In FY24, the 12 state-run banks collectively posted a net profit of INR 1.41 lakh crore. As per a report by PTI, the increase of over INR 37,000 crore this year underlines consistent improvement across all lenders. State Bank of India (SBI) continued to dominate the sector, contributing more than 40 per cent of the total earnings. The country's largest bank recorded a net profit of INR 70,901 crore in FY25, up 16 per cent from INR 61,077 crore in the previous fiscal.
The strongest percentage growth, however, came from Punjab National Bank, which more than doubled its profit with a 102 per cent surge to INR 16,630 crore. Punjab & Sind Bank followed with a 71 per cent jump to INR 1,016 crore. Other notable performers included Central Bank of India, which saw a 48.4 per cent rise in profit to INR 3,785 crore, and UCO Bank, with a 47.8 per cent increase to INR 2,445 crore. Bank of India also posted a robust 45.9 per cent growth, reporting INR 9,219 crore in net earnings.

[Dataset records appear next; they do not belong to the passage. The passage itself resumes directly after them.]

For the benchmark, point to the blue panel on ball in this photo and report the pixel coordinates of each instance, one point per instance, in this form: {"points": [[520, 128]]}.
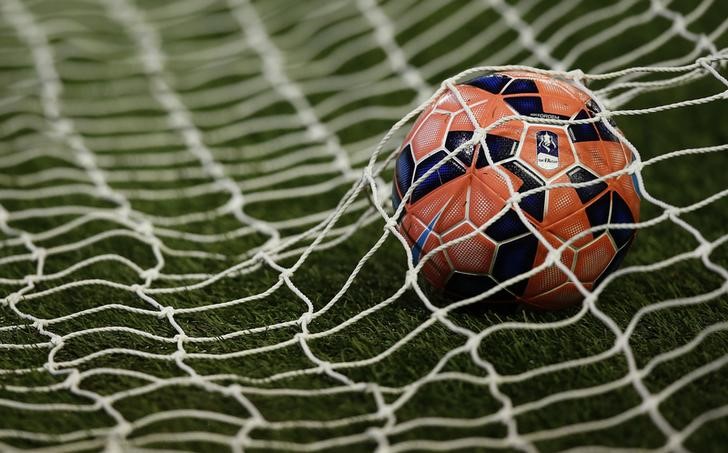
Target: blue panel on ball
{"points": [[457, 138], [588, 192], [620, 214], [493, 83], [396, 199], [446, 172], [500, 148], [592, 106], [508, 226], [469, 285], [519, 86], [605, 133], [405, 166], [533, 204], [583, 132], [515, 258], [598, 212], [526, 105]]}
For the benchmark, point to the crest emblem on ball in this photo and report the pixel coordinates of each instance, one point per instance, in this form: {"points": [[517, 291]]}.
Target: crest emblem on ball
{"points": [[547, 150]]}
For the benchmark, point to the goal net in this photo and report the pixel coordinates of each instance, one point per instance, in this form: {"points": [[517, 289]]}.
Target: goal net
{"points": [[199, 249]]}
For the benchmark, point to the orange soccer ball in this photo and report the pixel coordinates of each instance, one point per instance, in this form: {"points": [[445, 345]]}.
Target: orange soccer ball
{"points": [[467, 191]]}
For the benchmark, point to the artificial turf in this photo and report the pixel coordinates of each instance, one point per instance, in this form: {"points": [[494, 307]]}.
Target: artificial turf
{"points": [[679, 181]]}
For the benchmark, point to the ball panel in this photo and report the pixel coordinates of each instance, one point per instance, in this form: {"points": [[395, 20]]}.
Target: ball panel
{"points": [[484, 203], [430, 135], [436, 269], [620, 214], [552, 276], [492, 83], [465, 285], [586, 192], [563, 296], [591, 155], [455, 211], [514, 258], [404, 169], [533, 150], [467, 191], [562, 202], [574, 224], [474, 255], [426, 183], [592, 259]]}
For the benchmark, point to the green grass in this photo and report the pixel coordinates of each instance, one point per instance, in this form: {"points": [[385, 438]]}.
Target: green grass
{"points": [[679, 181]]}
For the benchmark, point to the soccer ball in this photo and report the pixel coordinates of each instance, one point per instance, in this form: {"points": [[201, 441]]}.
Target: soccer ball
{"points": [[467, 191]]}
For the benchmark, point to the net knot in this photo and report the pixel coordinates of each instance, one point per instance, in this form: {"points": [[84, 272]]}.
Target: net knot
{"points": [[575, 74], [39, 253], [12, 299], [285, 274], [305, 319], [136, 288], [166, 312], [149, 274], [391, 223], [411, 277], [704, 249], [326, 367]]}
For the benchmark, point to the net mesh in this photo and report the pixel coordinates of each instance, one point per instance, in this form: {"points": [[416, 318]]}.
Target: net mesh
{"points": [[209, 223]]}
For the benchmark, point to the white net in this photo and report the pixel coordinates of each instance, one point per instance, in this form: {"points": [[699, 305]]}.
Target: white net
{"points": [[199, 249]]}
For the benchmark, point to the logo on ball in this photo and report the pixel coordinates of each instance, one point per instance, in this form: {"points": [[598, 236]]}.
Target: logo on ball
{"points": [[547, 150]]}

Pune-headquartered Bank of Maharashtra improved its net profit by 36.1 per cent to INR 5,520 crore, while Indian Bank, based in Chennai, posted a 35.4 per cent increase to INR 10,918 crore.
This collective surge represents a dramatic reversal from FY18, when PSBs were reeling under record losses of INR 85,390 crore. The turnaround has been credited to the Narendra Modi-led government's multi-pronged reform programme that began in earnest under the leadership of former Finance Minister Arun Jaitley and was carried forward by his successor Nirmala Sitharaman, along with then Financial Services Secretary Rajiv Kumar.
Central to this recovery has been the implementation of the 4R strategy — recognition of non-performing assets (NPAs), resolution and recovery, recapitalisation, and reforms. Between 2016-17 and 2020-21, the government infused INR 3.11 lakh crore into PSBs to strengthen their balance sheets and restore credit confidence.